Igor Povalyayev

Personal information
- Full name: Igor Stanislavovich Povalyayev
- Date of birth: 16 November 1962 (age 62)
- Place of birth: Tashkent, Uzbek SSR, Soviet Union
- Height: 1.70 m (5 ft 7 in)
- Position(s): Defender/Midfielder

Youth career
- RUOR im.
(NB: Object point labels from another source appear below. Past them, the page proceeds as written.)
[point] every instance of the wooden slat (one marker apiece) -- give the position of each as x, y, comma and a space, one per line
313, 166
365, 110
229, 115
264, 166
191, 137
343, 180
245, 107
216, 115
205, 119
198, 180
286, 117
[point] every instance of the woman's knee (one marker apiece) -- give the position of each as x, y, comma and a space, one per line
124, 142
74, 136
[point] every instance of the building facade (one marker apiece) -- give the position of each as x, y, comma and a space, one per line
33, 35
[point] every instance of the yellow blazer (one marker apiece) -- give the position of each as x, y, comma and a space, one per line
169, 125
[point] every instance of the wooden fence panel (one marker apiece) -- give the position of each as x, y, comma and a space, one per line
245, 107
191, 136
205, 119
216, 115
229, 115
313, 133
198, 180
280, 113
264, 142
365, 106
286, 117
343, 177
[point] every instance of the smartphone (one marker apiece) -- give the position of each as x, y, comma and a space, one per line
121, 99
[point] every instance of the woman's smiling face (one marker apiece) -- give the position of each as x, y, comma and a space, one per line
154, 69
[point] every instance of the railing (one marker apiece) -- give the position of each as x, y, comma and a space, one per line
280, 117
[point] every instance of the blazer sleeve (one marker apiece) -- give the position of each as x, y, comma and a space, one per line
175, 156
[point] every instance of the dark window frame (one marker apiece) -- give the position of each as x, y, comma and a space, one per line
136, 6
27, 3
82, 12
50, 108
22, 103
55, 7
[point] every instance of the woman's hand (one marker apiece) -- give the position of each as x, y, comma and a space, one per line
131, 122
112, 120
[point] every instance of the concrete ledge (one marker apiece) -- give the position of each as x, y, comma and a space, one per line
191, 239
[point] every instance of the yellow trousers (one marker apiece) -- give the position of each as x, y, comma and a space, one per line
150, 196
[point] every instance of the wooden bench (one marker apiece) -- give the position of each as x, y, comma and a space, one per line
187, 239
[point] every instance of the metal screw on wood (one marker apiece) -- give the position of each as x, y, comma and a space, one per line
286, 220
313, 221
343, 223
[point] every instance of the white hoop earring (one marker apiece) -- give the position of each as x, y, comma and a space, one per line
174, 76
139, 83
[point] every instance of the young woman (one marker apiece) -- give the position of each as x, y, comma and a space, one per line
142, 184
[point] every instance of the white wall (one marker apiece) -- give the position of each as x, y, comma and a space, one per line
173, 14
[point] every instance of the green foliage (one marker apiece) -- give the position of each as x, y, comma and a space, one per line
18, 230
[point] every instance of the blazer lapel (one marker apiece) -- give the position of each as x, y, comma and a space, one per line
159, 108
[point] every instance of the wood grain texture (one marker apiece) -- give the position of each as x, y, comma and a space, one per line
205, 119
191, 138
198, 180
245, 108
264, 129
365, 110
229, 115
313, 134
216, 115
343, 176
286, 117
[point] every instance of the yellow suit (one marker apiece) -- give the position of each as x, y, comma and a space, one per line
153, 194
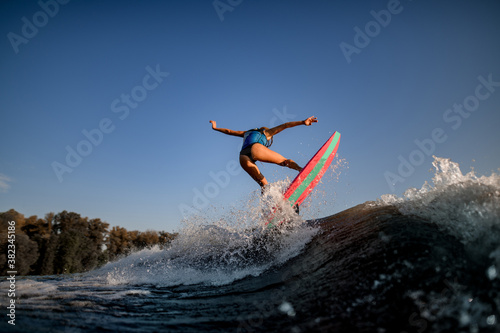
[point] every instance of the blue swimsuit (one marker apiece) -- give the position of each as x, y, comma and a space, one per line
250, 138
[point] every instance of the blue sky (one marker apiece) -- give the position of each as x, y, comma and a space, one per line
143, 78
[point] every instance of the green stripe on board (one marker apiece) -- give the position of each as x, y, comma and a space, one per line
314, 172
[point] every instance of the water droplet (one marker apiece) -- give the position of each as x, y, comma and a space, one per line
492, 272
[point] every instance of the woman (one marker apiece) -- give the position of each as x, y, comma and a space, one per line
256, 143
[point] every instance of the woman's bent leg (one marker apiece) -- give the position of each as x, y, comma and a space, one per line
264, 154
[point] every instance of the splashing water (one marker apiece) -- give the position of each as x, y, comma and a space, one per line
219, 250
465, 205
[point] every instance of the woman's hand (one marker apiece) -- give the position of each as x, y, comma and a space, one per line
310, 120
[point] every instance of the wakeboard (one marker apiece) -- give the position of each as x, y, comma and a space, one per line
309, 177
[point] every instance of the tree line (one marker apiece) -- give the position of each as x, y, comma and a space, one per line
67, 243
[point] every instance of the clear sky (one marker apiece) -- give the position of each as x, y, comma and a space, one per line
105, 104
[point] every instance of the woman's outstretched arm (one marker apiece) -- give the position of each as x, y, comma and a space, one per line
277, 129
225, 130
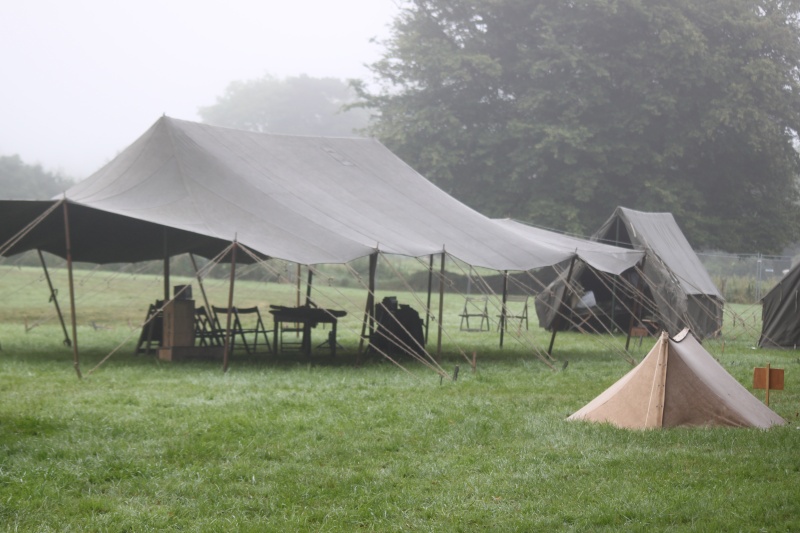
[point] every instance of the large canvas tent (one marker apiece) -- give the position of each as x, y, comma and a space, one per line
678, 383
672, 292
188, 187
309, 200
780, 313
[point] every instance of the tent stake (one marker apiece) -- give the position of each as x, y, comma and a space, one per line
68, 244
54, 299
227, 349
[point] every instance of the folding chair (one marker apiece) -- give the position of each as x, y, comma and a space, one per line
475, 307
518, 311
206, 329
254, 326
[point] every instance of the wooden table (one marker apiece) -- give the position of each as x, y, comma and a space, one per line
307, 317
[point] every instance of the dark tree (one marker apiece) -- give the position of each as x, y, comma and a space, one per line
19, 181
557, 111
297, 105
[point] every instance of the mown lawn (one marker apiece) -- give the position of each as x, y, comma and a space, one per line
287, 444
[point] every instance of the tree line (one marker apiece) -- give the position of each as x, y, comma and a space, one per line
554, 112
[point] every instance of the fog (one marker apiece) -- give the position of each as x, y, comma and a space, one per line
83, 79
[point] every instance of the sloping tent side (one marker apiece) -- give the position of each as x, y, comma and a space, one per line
697, 391
780, 313
684, 292
636, 400
700, 392
678, 286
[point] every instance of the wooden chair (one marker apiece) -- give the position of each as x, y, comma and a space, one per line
516, 310
475, 307
245, 321
153, 330
206, 329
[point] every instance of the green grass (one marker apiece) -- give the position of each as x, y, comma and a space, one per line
320, 445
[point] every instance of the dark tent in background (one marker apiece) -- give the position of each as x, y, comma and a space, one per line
675, 291
678, 383
780, 313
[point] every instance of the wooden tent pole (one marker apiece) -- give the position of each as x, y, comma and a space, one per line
308, 285
369, 310
299, 282
430, 291
560, 307
227, 348
68, 245
441, 308
166, 266
54, 299
200, 283
637, 304
503, 309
Titova Tashkent

Senior career*
- Years: Team / Apps / (Gls)
- 1979–1981: FC Pakhtakor Tashkent / 15 / (0)
- 1982–1985: FC Zvezda Dzhizak / 96 / (9)
- 1985: FC Sokhibkor Khalkabad / 27 / (8)
- 1986–1988: FC Rostselmash Rostov-on-Don / 89 / (2)
- 1988–1989: FC Spartak Moscow / 15 / (0)
- 1989–1990: FC Rostselmash Rostov-on-Don / 68 / (0)
- 1991–1992: FC Lokomotiv Moscow / 12 / (0)
- 1992: → FC Lokomotiv-d Moscow / 9 / (1)
- 1992: FC Dynamo Stavropol / 14 / (0)
- 1993: FC Istochnik Rostov-on-Don / 17 / (5)
- 1993–1994: Birkirkara F.C. / 4 / (0)
- 1994: FC Tekhinvest-M Moskovsky / 30 / (2)
- 1995: FC SKA Rostov-on-Don / 11 / (0)
- 1995: FC Kolos Pavlovskaya
- 1996: FC Shakhtyor Shakhty / 2 / (0)
- 1997: FC Avangard Rostov-on-Don

= Igor Povalyayev =

Russian footballer

Igor Stanislavovich Povalyayev (Игорь Станиславович Поваляев; born 16 November 1962) is a former Russian-Uzbekistani professional footballer.

==Club career==
He made his professional debut in the Soviet Top League in 1979 for FC Pakhtakor Tashkent. He played 3 games in the European Cup 1988–89 for FC Spartak Moscow.